Para Soros, é essencial controlar este poder o mais depressa possível.

"Está a suceder algo muito prejudicial e talvez irreversível à atenção humana na nossa era digital. Não só distração e adição; as empresas de redes sociais estão a induzir as pessoas a desistir da sua autonomia", concluiu.

"O poder de formar a atenção das pessoas está cada vez mais concentrado nas mãos de algumas empresas", refere, dizendo que está a ser necessário um esforço real para defender a "liberdade da mente" que pode estar a ser perdida entre as pessoas que estão a crescer nesta era digital e que podem nunca a recuperar. Isto pode ter consequências políticas de grande alcance, denunciou.

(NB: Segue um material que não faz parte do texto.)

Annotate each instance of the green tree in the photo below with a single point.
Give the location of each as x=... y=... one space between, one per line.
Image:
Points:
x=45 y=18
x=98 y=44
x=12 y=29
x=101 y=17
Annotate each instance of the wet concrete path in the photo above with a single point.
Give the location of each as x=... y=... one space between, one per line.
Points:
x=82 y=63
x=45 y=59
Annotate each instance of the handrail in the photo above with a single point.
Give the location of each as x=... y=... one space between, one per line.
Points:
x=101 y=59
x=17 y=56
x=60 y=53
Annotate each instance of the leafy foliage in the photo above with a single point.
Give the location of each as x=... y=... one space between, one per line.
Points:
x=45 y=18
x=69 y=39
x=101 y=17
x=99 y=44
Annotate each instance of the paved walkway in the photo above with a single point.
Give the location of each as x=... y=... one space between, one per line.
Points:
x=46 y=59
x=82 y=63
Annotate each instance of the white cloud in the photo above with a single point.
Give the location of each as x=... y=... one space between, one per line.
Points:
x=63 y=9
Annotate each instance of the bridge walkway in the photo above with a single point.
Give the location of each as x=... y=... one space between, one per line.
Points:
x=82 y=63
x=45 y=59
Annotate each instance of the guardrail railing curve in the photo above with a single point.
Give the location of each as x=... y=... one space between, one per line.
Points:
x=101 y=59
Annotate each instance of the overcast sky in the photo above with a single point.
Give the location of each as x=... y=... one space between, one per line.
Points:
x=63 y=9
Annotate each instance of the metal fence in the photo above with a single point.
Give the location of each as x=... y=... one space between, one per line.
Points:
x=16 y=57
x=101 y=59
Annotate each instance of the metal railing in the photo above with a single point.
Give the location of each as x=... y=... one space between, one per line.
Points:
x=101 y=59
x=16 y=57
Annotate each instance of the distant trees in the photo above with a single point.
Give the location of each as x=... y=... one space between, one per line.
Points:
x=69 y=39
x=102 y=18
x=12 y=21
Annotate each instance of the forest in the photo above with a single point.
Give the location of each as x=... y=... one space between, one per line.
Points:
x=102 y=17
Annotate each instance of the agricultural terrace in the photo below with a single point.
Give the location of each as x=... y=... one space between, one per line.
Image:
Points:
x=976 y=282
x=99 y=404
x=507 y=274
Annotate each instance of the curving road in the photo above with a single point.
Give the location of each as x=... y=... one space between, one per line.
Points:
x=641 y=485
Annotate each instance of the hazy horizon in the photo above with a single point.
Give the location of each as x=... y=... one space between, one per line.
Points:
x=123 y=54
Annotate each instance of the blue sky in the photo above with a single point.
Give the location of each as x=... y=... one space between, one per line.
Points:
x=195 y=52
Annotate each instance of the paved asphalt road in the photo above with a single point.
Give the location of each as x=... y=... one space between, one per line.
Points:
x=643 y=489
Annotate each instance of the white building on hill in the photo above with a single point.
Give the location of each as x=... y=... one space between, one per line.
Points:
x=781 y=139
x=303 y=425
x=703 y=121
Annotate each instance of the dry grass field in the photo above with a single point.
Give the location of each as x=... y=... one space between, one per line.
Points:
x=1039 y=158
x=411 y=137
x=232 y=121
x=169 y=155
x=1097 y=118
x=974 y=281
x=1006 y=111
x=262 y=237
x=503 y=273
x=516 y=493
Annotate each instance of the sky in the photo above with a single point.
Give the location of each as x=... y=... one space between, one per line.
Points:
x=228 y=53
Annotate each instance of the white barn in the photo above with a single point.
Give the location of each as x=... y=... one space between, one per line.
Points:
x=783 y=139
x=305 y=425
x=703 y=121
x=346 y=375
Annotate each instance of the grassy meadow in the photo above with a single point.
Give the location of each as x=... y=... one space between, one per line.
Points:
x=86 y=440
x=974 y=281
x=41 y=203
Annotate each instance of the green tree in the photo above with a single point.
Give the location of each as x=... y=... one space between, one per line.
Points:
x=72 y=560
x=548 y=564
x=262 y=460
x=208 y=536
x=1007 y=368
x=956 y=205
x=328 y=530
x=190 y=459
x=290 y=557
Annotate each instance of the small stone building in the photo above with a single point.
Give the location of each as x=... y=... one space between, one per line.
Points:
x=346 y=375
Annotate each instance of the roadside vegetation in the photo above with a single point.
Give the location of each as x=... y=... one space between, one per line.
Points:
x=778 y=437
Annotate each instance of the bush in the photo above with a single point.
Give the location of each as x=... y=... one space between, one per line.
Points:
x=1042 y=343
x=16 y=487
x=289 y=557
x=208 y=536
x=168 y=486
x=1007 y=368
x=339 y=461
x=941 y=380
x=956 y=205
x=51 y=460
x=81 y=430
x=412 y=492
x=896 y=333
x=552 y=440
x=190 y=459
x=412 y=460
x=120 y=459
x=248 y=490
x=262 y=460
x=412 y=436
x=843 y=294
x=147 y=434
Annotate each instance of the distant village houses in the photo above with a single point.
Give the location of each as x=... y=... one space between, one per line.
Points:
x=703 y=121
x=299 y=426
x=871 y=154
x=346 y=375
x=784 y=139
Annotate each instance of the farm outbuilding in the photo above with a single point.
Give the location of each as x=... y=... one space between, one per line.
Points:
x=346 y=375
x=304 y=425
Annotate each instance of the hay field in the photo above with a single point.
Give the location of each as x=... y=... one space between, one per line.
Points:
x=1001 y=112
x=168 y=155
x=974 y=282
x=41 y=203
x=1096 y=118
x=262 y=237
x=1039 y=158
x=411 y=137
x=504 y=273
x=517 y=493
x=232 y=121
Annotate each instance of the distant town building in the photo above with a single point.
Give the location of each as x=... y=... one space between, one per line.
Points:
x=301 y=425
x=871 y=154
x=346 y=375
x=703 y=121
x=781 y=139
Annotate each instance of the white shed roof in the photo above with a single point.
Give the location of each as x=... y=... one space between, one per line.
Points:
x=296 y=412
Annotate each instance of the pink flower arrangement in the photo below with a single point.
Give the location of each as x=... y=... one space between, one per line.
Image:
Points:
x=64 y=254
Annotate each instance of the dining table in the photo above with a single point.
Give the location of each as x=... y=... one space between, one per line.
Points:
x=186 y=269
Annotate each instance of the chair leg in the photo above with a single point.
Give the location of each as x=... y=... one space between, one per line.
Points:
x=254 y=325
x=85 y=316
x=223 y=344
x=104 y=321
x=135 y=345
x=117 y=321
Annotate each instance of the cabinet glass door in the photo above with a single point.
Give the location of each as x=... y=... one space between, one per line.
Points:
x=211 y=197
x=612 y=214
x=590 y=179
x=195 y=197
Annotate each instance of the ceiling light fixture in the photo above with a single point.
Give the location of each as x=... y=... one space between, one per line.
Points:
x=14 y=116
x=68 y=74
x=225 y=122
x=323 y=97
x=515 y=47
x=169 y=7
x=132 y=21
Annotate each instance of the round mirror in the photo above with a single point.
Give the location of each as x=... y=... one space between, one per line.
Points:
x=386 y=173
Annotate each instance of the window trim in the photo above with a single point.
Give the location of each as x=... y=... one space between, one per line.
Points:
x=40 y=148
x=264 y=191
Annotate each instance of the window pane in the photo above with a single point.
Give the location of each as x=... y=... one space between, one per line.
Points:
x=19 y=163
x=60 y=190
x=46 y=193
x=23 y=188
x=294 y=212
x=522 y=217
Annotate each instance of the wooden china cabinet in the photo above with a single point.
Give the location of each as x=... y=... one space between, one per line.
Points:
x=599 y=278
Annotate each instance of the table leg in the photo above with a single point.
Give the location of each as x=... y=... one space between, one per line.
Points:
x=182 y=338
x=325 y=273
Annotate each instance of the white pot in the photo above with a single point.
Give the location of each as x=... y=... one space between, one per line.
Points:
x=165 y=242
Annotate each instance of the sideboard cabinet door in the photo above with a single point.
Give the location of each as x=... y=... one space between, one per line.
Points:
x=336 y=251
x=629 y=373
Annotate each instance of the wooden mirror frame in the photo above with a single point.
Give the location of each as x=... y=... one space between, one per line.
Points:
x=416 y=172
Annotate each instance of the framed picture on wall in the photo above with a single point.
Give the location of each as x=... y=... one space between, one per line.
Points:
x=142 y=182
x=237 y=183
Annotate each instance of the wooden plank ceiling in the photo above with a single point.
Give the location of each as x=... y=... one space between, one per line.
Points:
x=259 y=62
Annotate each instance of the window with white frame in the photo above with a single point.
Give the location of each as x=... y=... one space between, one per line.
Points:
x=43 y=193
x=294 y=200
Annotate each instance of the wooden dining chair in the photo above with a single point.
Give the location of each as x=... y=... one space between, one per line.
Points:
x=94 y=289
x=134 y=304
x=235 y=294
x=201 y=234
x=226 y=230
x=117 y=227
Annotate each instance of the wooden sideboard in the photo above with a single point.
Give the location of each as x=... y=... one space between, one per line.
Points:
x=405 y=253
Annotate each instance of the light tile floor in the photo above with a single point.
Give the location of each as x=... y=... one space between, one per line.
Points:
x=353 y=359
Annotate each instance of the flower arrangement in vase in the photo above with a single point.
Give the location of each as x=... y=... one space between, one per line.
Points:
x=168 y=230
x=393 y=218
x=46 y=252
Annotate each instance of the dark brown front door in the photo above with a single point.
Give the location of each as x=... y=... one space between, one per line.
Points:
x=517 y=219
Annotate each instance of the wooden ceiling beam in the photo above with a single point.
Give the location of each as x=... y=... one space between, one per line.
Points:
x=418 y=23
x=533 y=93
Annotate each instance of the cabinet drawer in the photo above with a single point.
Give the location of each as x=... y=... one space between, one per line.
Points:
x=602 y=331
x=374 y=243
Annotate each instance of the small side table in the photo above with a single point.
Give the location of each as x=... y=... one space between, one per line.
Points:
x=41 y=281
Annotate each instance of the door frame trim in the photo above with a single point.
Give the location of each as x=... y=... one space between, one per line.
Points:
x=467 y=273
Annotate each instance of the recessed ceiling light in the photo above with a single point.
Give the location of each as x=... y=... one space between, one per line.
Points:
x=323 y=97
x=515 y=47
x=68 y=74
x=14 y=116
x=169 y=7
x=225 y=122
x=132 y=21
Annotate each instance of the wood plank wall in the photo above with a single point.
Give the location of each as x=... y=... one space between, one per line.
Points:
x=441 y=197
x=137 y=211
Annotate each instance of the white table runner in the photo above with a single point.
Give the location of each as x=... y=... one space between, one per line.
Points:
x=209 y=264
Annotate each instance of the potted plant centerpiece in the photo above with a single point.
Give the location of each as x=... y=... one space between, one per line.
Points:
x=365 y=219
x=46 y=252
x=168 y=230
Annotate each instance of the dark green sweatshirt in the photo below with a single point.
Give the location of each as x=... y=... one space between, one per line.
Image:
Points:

"Pessoas sem liberdade de pensamento podem ser facilmente manipuláveis. Este perigo não se avulta apenas no futuro; já desempenhou um importante papel nas eleições presidenciais americanas de 2016", exemplificou.
Aliança infernal
Um outro perigo se perfila no horizonte, alertou ainda o multimilionário, que aplaudiu os esforços da comissária europeia para a Competitividade na regulação da internet.

"Poderá haver uma aliança entre os estados autoritários e estes enormes monopólios IT ricos em dados, que iria juntar sistemas nascentes de vigilância corporativa patrocinada pelo Estado. Isto pode resultar numa rede de controlo totalitário de uma dimensão que nem Aldous Huxley ou George Orwell poderiam ter imaginado", alertou o multimilionário.

Um tal "casamento ímpio" tem mais possibilidades de "ocorrer primeiro na Rússia e na China".

"Particularmente, as empresas de IT chinesas são perfeitamente equiparadas às americanas. E gozam ainda do apoio total e da proteção do regime de Xi Jingping. O Governo da China é suficientemente forte para proteger os seus campeões nacionais, pelo menos dentro das suas fronteiras", acrescentou.

"Os monopólios de IT baseados nos EUA estão já tentados a comprometer-se de forme a conseguir entrar nestes vastos mercados de crescimento rápido. Os líderes ditatoriais nestes países podem ficar muito felizes em cooperar com eles, já que pretendem aumentar os seus meios de controlo das suas próprias populações e expandir o seu poder e influência nos Estados Unidos e no resto do mundo", alertou.
Dias contados
"Os donos das plataformas gigantes consideram-se donos do universo mas são de facto escravos da preservação da sua posição dominante", referiu ainda Soros, sem se perceber se isso era ou não uma boa notícia.

É "apenas uma questão de tempo até o domínio dos monopólios de IT americanos ser quebrado", continuou o multimilionário, para quem o crescimento destas empresas à custa da aquisição de novos utilizadores também está em decréscimo.

"Davos é um bom lugar para anunciar que têm os dias contados", considerou Soros, vaticinando um futuro sombrio para tais ameaças globais: "a regulação e tributação vão ser a sua ruína e a Comissária para a Competição [Margrethe] Vestager será a sua nemesis".